Mumbai’s misery in ‘Slumdog’ is the reality: Irrfan KhanJanuary 25th, 2009 - 8:57 am ICT by IANS
Mumbai, Jan 25 (IANS) Oscar-nominated film “Slumdog Millionaire” has been criticised for selling Mumbai’s misery to the West, but actor Irrfan Khan says the filth and poverty shown in the movie by British filmmaker Danny Boyle are nothing but the reality.”It’s the reality. Why should it be swept under the carpet? Why should Danny Boyle have been concerned about what image of Mumbai goes out when we’ve done nothing to keep our own city morally and physically clean? Danny saw a good dramatic story on Mumbai. He came and shot that story,” Irrfan told IANS.
“As far as the filth goes we’re a dead and dying society, and the sooner we face up to it the better our chances of redeeming ourselves. Look at the Satyam scandal. Can you imagine how many working-class families have been ruined because of the avarice of top brass at the company? And I’m sure there’re many other companies just waiting to do a similar con job on us,” he added.

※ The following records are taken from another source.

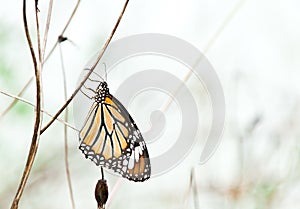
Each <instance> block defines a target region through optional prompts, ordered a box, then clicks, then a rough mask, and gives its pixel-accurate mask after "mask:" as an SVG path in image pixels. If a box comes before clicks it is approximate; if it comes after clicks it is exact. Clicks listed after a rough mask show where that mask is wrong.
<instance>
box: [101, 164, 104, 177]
mask: <svg viewBox="0 0 300 209" xmlns="http://www.w3.org/2000/svg"><path fill="white" fill-rule="evenodd" d="M101 179H102V180H104V172H103V167H102V166H101Z"/></svg>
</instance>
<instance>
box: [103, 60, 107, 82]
mask: <svg viewBox="0 0 300 209" xmlns="http://www.w3.org/2000/svg"><path fill="white" fill-rule="evenodd" d="M103 65H104V72H105V74H104V75H105V81H106V82H107V71H106V64H105V63H104V62H103Z"/></svg>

“Now if tomorrow another foreign filmmaker comes to do an expose on Satyam are we going to call him exploitative?” the actor remarked.

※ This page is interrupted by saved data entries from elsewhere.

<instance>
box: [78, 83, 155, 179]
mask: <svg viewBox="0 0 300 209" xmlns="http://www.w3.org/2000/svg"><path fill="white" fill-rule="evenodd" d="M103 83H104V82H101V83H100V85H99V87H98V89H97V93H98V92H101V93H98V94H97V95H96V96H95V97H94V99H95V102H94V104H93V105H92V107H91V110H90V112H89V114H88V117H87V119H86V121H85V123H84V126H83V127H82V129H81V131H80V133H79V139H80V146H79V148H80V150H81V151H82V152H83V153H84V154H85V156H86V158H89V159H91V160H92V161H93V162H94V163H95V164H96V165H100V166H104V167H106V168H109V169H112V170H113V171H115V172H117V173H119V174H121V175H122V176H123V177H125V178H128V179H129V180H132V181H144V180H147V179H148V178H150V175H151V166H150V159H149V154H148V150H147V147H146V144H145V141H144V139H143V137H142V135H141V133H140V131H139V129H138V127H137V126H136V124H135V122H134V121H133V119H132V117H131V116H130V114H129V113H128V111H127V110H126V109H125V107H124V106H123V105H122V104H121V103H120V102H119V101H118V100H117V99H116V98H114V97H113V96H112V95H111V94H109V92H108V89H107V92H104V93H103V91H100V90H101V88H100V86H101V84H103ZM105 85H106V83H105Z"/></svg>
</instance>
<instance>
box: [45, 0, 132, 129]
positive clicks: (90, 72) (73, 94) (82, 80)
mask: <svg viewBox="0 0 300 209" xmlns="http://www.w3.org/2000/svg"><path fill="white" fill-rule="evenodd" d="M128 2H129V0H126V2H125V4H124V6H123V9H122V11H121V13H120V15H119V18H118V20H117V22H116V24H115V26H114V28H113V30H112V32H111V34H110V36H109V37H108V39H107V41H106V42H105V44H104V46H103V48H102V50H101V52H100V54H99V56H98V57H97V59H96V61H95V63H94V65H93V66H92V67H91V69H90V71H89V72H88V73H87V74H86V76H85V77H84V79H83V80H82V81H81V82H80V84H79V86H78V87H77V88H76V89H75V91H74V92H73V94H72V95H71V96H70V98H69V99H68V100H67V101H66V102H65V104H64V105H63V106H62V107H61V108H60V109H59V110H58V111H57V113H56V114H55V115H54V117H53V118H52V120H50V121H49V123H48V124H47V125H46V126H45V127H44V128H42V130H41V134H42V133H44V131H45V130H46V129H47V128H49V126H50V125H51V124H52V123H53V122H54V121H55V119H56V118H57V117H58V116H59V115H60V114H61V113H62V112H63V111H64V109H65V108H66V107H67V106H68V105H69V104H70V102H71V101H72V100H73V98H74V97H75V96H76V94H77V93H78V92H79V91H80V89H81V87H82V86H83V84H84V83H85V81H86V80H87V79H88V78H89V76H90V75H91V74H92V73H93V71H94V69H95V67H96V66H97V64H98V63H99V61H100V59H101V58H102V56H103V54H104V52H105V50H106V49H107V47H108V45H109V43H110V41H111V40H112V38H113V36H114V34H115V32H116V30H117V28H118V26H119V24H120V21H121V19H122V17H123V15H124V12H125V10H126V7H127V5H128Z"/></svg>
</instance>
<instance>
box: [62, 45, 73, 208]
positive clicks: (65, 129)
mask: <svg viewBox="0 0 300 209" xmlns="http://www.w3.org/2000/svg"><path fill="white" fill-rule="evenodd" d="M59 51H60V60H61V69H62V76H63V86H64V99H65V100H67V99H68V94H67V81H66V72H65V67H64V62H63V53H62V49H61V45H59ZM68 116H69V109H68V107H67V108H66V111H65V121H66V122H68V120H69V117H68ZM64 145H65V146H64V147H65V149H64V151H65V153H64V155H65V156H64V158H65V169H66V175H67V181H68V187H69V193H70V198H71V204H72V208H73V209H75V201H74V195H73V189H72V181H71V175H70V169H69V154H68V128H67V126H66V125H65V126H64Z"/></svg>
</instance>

Set in Mumbai, “Slumdog Millionaire” is about a slum boy who wins a TV quiz show and also stars debutante Dev Patel, Frieda Pinto and Anil Kapoor. The film, which has bagged four Golden Globe awards and 10 Oscar nominations, sees Irrfan play a cop who interrogates the young hero to find out how he knew all the answers on the game show.
Irrfan, who has worked in international projects like “The Namesake” and “A Mighty Heart”, is also candid about his role in Danny Boyle’s film being chopped off for the sake of a clenched tightly wound narrative, but has no complaints.
“I saw how much my role was edited when I was dubbing for the Hindi version. My role, specially in the second half, has been drastically reduced. But I’m not complaining. Just look at the impact the film has made. I’m so proud to be part of it,” the actor said.
Shedding light on his role’s radical reduction, Irrfan said: “In the second half, my character goes through this complete redemptive graph which has been removed. After brutally interrogating the boy, my character of the police officer personally takes him back to the game show when he gets to know that the boy did it for love. That entire track has been removed. But that’s okay. Roles are often reduced for the betterment of the film.”
“This isn’t the first time this has happened to me. Actors must stop being possessive about what they shoot,” Irrfan added.
The versatile actor wasn’t present at the Golden Globe Awards ceremony as he was in Jaipur visiting his mother.
“Of course I was invited. But I had made plans to spend time with my mother from months before. If I missed this chance I’d not have been able to visit her again for a very long time. I’d rather fly kites in my mother’s home than blow kisses in LA (Los Angeles). I’m not new to international events. I’ve been through them with films like ‘The Namesake’, ‘The Warrior’ and ‘A Mighty Heart’.”
Irrfan is now looking forward to the release of the Hindi dubbed version of “Slumdog Millionaire”.
“I’m sure the Hindi version will be liked. It’s the English version I’m apprehensive about. The intelligentsia will ask questions about the hero from the Mumbai slums speaking fluent English. The Hindi viewers will just have a good time. Earlier when my ‘Warrior’ was released abroad critics wondered why the narrative didn’t have a historical perspective.”